沈偉想了想,皺眉道:“要不,我親自找劉坡談談,亮出我們的底線,在原有的基礎上,每平方多加三千元錢?”
“這錢不能給,如果博達妥協,以前那些拆遷戶又該怎么安撫,如果每個人都要求加錢,你說這錢我們是出還是不出。好,就算我們出了這錢,以后呢?以后博達地產再遇拆遷工作,又該怎么處理?”孫磊拉長話音,“劉坡要價高出市場行情,這事不能由著他說了算。”

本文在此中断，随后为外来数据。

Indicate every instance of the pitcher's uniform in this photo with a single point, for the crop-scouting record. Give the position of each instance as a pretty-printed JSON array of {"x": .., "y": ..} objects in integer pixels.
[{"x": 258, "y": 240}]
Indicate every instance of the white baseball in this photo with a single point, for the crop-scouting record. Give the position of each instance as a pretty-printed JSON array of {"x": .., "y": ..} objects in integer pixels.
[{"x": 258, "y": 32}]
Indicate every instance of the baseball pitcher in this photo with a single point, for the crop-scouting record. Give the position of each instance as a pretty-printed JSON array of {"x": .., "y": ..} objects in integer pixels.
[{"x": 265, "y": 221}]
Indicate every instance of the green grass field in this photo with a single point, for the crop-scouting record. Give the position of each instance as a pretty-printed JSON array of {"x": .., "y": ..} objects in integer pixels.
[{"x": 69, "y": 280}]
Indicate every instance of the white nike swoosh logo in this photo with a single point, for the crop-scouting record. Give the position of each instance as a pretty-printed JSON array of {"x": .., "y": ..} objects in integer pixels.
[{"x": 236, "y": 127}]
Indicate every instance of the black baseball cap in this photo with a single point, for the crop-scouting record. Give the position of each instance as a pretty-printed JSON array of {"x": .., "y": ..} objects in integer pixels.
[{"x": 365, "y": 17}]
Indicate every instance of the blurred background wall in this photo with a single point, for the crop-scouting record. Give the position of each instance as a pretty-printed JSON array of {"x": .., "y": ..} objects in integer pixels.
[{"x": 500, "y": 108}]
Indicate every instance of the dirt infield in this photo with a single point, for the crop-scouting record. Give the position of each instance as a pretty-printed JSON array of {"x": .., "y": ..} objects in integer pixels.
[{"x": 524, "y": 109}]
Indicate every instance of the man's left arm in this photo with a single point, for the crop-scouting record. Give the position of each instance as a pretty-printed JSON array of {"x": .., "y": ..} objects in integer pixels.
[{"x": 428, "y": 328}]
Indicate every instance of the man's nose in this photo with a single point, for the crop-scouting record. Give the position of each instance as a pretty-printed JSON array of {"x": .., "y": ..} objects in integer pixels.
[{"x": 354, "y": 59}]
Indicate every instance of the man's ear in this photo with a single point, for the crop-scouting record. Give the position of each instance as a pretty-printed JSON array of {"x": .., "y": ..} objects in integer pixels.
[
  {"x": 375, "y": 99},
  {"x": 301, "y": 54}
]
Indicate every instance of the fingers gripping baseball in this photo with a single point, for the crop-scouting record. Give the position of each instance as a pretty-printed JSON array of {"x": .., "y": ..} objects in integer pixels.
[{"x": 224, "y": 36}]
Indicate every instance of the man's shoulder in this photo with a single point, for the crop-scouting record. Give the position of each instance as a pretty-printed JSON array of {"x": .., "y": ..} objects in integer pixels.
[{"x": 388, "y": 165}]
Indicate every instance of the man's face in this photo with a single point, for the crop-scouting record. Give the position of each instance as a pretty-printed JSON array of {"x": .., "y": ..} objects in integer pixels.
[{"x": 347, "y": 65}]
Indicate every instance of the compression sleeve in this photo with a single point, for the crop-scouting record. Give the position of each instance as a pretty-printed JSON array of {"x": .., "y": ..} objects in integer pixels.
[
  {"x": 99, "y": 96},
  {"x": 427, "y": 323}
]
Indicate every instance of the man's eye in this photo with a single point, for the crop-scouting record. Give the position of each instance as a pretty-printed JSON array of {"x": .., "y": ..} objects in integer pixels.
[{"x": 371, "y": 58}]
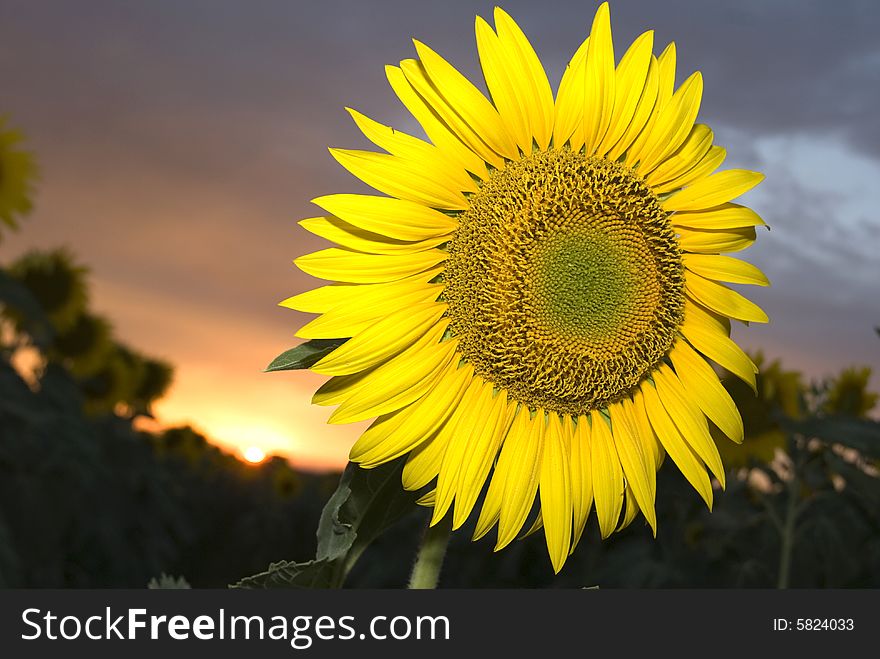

沈偉一臉凝重,看著那家釘子戶,惱聲道:“那你說,我們該怎么辦?”
傅寒聲作為兩人老板,早在御景臺啟動前期,就曾對兩人說過,最遲九月初必須動工,可這都9月3日了,還沒拿下釘子戶,總不能讓龐大的施工隊每天陪著他們干耗著,兩人在這種情況下心急如焚是難免的。
這時,孫磊手機響了,他掏出手機,看了一眼來電顯示,心里竟是一咯噔,并不馬上接電話,反倒有些躊躇,轉眸看著沈偉,目光掙扎。
沈偉猜出那人是誰,咬了一下唇,語氣生硬道:“接吧,事態演變到如今這步田地,傅董不會不知道,大不了一會兒我陪你一起去總部負荊請罪。”
孫磊咬咬牙,終究還是接通了電話,電話是周毅打來的,只有再簡單不過的一句話,卻讓孫磊和沈偉暗自出了一身冷汗。
“傅董要見你們,立刻,馬上。”
那天,孫磊和沈偉火急火燎的趕往博達總部,在那間偌大的會議室里,地產部門大小領導全都齊聚在列,傅寒聲半靠在沙發椅上,低頭把玩著打火機,火光閃爍,每次亮起,眾人一顆心提起來,每次熄滅,眾人一顆心再沉沉墜落。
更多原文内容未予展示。